Beratung rund um das Geld: Arbeitszeitmanagement in Milchviehbetrieben
Von Prof. Dr. Torben Tiedemann, Fachhochschule Kiel
Das Melken ist die zeitaufwendigste Tätigkeit. Hier wirken sich demnach Veränderungen am meisten aus. Foto: Isa-Maria Kuhn

„Der Tag hat 24 Stunden – wenn das nicht reicht, nehmen wir noch die Nacht dazu.“ Eigentlich ist dieser Spruch scherzhaft gemeint. Mancher Milchviehhalter kann hingegen gar nicht darüber lachen, denn vielfach ist auf dem Betrieb mehr als genug zu tun. Neben den Routinearbeiten wie Melken, Füttern und Kälbertränken bringen die Arbeitstage täglich neue Herausforderungen mit sich: kranke Tiere, Schwer- oder Frühgeburten oder defekte Maschinen sind nur einige davon, und nebenbei muss auch noch die Büroarbeit organsiert werden. Gefühlt läuft man dann permanent der Zeit hinterher. Auf Dauer führt das zu Stress und ­Unzufriedenheit.

Nicht alle Betriebsleiter sind mit ihrer Arbeitssituation unzufrieden, wie eine aktuelle Onlinebefragung des Fachbereichs Agrarwirtschaft der Fachhochschule Kiel zeigt.

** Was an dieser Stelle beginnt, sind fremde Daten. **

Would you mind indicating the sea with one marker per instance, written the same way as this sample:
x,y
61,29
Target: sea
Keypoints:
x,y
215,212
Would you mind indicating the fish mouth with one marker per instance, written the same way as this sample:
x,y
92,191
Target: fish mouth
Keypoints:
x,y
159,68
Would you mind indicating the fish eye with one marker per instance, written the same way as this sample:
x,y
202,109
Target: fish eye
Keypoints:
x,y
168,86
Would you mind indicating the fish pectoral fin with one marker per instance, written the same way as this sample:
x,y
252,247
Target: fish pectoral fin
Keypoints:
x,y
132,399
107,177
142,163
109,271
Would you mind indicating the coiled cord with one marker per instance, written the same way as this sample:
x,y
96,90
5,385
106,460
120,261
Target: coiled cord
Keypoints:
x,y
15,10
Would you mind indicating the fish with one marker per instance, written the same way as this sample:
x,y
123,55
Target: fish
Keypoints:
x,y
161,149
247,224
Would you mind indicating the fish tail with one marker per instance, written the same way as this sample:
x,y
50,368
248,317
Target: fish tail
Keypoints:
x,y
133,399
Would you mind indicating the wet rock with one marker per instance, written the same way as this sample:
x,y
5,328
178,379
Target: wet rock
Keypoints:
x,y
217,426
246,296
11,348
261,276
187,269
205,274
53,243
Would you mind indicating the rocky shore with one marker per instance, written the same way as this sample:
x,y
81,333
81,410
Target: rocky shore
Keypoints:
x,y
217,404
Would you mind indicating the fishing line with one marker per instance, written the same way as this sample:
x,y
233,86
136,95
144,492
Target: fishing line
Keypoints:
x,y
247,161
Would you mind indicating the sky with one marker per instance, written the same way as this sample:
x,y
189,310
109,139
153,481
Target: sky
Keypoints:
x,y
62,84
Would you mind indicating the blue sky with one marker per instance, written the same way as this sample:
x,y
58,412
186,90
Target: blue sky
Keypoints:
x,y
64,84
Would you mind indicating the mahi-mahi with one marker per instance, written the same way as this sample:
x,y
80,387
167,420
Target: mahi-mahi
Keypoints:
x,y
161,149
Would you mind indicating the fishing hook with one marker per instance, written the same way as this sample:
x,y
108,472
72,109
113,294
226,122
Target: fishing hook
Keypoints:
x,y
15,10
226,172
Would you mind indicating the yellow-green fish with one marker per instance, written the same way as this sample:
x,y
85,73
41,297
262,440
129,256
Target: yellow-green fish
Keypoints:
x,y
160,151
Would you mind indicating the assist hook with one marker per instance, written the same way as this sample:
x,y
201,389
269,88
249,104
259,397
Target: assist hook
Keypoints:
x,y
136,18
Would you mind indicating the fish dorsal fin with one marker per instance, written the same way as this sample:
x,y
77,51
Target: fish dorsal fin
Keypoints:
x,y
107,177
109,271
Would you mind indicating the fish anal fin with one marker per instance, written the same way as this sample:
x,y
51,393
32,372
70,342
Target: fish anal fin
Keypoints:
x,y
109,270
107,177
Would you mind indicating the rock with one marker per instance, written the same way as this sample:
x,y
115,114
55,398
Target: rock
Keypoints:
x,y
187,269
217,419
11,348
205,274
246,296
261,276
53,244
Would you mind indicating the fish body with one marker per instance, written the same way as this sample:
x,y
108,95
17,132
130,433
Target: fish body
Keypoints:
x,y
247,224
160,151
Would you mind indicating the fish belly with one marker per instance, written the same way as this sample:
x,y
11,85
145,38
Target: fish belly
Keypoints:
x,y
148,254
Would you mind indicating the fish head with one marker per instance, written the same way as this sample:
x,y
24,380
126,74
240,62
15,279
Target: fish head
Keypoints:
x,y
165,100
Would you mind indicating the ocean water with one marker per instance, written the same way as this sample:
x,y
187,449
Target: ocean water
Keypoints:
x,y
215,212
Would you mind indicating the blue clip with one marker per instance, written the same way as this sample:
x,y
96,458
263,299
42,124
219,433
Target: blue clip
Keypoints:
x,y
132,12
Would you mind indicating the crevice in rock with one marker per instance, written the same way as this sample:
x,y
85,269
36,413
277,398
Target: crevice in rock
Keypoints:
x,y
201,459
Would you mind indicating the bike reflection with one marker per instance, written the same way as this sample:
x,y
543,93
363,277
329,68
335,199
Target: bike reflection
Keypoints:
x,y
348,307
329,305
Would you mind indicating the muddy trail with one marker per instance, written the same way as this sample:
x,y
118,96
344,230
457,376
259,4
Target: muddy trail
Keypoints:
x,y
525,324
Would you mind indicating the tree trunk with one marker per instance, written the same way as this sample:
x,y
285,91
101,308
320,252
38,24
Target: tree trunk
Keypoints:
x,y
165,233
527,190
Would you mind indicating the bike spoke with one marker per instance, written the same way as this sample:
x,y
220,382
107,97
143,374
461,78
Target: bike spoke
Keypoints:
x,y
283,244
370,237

Während ungefähr ein Drittel der Befragten die betriebliche Arbeitsbelastung als zu hoch em­p­fand, war ein weiteres Drittel der Befragten mit ihrer Work-Life-Balance zufrieden. Dabei hing die Bewertung augenscheinlich nicht von der Betriebsgröße ab, denn die bewirtschaftete Fläche und die Zahl der Kühe waren in diesen beiden Gruppen auf ähnlichem Niveau. Unterschiede zeigten sich hingegen bei der Zahl der im Betrieb beschäftigten Arbeitskräfte. Auf den Betrieben der unzufriedenen Betriebsleiter wurden durchschnittlich 1,7 zusätzliche Vollarbeitskräfte beschäftigt. Trotzdem musste der Chef pro Woche sogar fünf Stunden mehr arbeiten, als dies in der Gruppe der zufriedenen Betriebsleiter der Fall war. Das lässt den Schluss zu, dass es an der Arbeitsorganisation und dem Personalmanagement hapert. Beiden Punkten kommt eine Schlüsselfunktion für die Zufriedenheit, aber auch für den wirtschaftlichen Erfolg zu.

Arbeitserledigung als wichtige Kostenposition

Die Arbeitserledigungskosten stellen in Milchviehbetrieben eine wichtige Kostenposition dar. Mit einem Anteil von ungefähr 25 % an den Vollkosten sind die Arbeitserledigungskosten nach den Futterkosten die zweitgrößte Kostenkomponente. Sie setzen sich zum einen aus den variablen und fixen Maschinenkosten für die Melk- und Fütterungstechnik und zum anderen aus den Personalkosten zusammen. Die Personalkosten, die sowohl die Löhne für angestellte Mitarbeiter als auch einen Lohnansatz für die Unternehmerfamilie umfassen, machen dabei knapp drei Viertel der Arbeitserledigungskosten aus. In der Praxis wird die Bedeutung der Personalkosten – gerade in Familienbetrieben – häufig unterschätzt, da es sich beim Lohnansatz um kalkulatorische Kosten handelt, die sich nicht direkt auf das Portemonnaie auswirken. Die Effizienz des Arbeitseinsatzes stellt jedoch einen der größten Wirtschaftlichkeitshebel für eine ökonomische Milchproduktion dar.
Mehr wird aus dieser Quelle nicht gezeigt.